Thank you Marcio and Vinod. I appreciate both of your suggestions.
To clarify, a sub-organization can only belong to one parent organization - a simple tree:
- Acme Inc. [no parent]
- Sales Division [parent Id points to Acme]
- Manufacturing Division [parent Id points to Acme]
- Design Team [parent Id points to Manufacturing Division]
- XYZ Corp. [no parent]
- Marketing Division [parent Id points to XYZ]
- Web Team [parent Id points to Marketing Division]
- Accounting Division [parent Id points to XYZ]
Other entities (to be developed) would have an OrganizationId attribute and should be able to point to any organization in the tree, e.g. Acme or any one of its divisions/subdivisions.
A variation of Marcio's structure could work. I would use an Organization entity and an OrganizationOrganization entity connecting two Organizations, one as parent and one as sub. The issue with this is I'll need to put in several protections to guard against a user creating an illogical tree (an org pointing to itself, an org pointing to a sub of itself, or an org having more than one parent).
The structure Vinod shows is what I've got.

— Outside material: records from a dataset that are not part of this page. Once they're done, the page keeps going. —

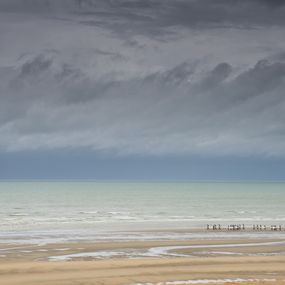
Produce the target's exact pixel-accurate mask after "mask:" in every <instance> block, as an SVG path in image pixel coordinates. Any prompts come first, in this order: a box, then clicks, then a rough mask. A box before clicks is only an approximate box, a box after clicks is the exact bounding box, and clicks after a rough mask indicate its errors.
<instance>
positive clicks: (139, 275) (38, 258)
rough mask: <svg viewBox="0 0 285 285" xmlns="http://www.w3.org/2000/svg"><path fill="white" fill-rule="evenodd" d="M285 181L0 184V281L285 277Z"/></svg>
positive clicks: (131, 280) (174, 284) (82, 182)
mask: <svg viewBox="0 0 285 285" xmlns="http://www.w3.org/2000/svg"><path fill="white" fill-rule="evenodd" d="M283 189H284V184H282V183H280V184H277V183H276V184H274V183H268V184H260V183H259V184H258V183H257V184H254V183H249V184H246V183H96V182H76V183H73V182H68V183H67V182H66V183H63V182H25V183H19V182H7V183H1V184H0V206H1V207H0V284H1V285H2V284H3V285H41V284H43V285H54V284H55V285H57V284H58V285H92V284H95V285H183V284H208V283H209V284H241V283H242V284H263V283H264V284H285V281H284V280H285V230H284V229H285V228H284V220H285V217H284V202H285V195H284V191H283ZM274 225H275V226H276V228H274V227H273V228H272V226H274ZM279 226H280V229H279ZM273 229H275V230H273Z"/></svg>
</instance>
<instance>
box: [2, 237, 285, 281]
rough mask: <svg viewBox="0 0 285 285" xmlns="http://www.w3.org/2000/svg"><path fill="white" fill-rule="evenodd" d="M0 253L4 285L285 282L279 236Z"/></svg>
mask: <svg viewBox="0 0 285 285" xmlns="http://www.w3.org/2000/svg"><path fill="white" fill-rule="evenodd" d="M118 252H119V253H120V254H117V253H118ZM132 252H133V253H134V252H135V253H136V254H131V253H132ZM3 255H6V256H5V258H4V257H3ZM1 256H2V258H1V259H0V276H1V284H5V285H16V284H29V285H36V284H37V285H38V284H47V285H49V284H58V285H59V284H62V285H65V284H66V285H67V284H90V285H91V284H96V285H97V284H102V285H103V284H104V285H105V284H106V285H107V284H108V285H133V284H136V285H138V284H146V285H152V284H159V285H163V284H166V285H171V284H173V285H174V284H207V283H211V284H212V283H214V284H223V283H229V284H240V283H243V284H263V283H264V284H276V285H277V284H285V240H280V239H278V240H269V239H259V240H237V239H235V240H202V241H201V240H191V241H174V240H173V241H152V242H151V241H139V242H138V241H133V242H103V243H90V242H88V243H69V244H47V245H41V246H39V245H19V244H18V245H16V246H15V245H14V246H13V245H11V244H10V245H7V244H6V245H2V246H1Z"/></svg>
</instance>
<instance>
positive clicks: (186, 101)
mask: <svg viewBox="0 0 285 285" xmlns="http://www.w3.org/2000/svg"><path fill="white" fill-rule="evenodd" d="M57 60H58V59H57V58H56V57H55V58H53V62H52V63H51V61H50V59H47V58H44V57H43V56H42V55H40V56H36V57H35V58H34V59H29V60H28V61H27V62H23V63H22V65H21V66H19V68H18V69H17V71H15V74H14V78H15V79H14V80H19V79H18V78H19V77H20V78H21V83H20V85H19V87H18V88H17V89H15V88H14V89H9V88H10V87H9V86H10V85H11V84H8V85H7V86H8V87H7V88H8V89H6V91H5V92H6V93H9V98H10V100H12V101H14V102H15V101H16V100H18V99H19V98H22V99H21V100H22V102H24V104H22V105H21V107H20V112H18V113H17V114H15V117H13V116H11V114H10V113H7V116H8V117H7V118H6V119H5V118H2V127H1V128H0V131H1V141H0V143H1V145H2V148H4V149H8V150H10V151H11V150H24V149H50V148H52V149H53V148H66V147H67V148H69V147H88V148H92V149H95V150H97V151H100V150H105V151H106V150H113V151H116V152H118V153H121V154H124V155H126V154H147V155H153V154H210V155H227V154H231V155H233V154H241V155H244V154H260V153H263V154H266V155H282V156H283V155H285V146H284V144H283V141H284V139H285V137H284V135H285V129H284V125H283V124H282V122H284V120H285V115H284V114H285V100H284V94H283V90H284V88H285V65H284V64H283V63H280V62H274V61H269V60H262V61H259V62H257V63H256V64H255V65H254V66H252V67H250V68H248V69H246V70H244V71H243V72H241V73H239V74H238V75H235V76H233V77H231V73H232V70H233V67H232V66H231V65H230V64H228V63H225V62H223V63H219V64H217V65H216V66H213V67H211V68H210V70H204V72H203V74H200V75H199V76H198V77H197V78H196V79H195V76H196V75H197V70H198V66H197V65H199V64H193V63H189V62H184V63H181V64H179V65H177V66H175V67H173V68H171V69H169V70H165V71H163V72H155V73H153V74H150V75H147V76H145V77H138V78H132V79H126V80H120V81H117V82H116V81H114V80H113V79H112V77H105V79H104V80H103V81H102V79H100V80H95V79H92V78H88V76H87V75H86V74H84V71H83V70H80V74H81V75H82V76H81V77H80V78H79V79H78V80H77V81H76V80H73V79H72V80H70V81H68V82H67V81H65V80H60V79H59V76H58V74H59V73H61V70H62V69H63V68H64V65H65V63H60V64H59V63H58V64H57V65H58V66H59V67H58V66H57V68H55V67H54V65H55V62H57ZM70 68H71V70H73V69H75V68H73V67H70ZM35 74H37V76H38V77H37V78H41V80H38V79H37V80H36V81H32V82H31V81H30V79H31V78H30V76H31V75H32V77H33V78H35V76H34V75H35ZM11 80H13V79H11ZM50 86H53V87H50ZM13 98H14V99H13ZM1 100H2V101H1V110H3V111H5V110H7V109H9V108H12V107H13V106H11V105H9V104H8V103H7V102H6V103H5V100H3V98H2V99H1ZM18 111H19V110H18ZM1 113H2V116H3V114H4V113H3V112H2V111H1ZM19 113H20V114H21V116H20V117H19ZM256 145H258V148H256Z"/></svg>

Just not sure why the "View or Edit Data" function is requiring a value for ParentOrganizationId even though it is set as not mandatory. I set Delete Rule to Ignore as Vinod suggests and that gets me past this blocker, but of course this will allow referential integrity to be broken unless I protect from this manually in my update & delete actions (which is fine).
Seems to be a bug in the "View or Edit Data" function that Delete Rule = Protect is overriding IsMandatory = No. Delete Rule ought to only specify what should happen when attempting to delete an entity with foreign key references. SQL databases do allow a foreign key to be specified as null, while also allowing the delete rule to be "don't allow", "allow", "set to null", "cascade deletes". Not sure why "View or Edit Data" function is overriding this.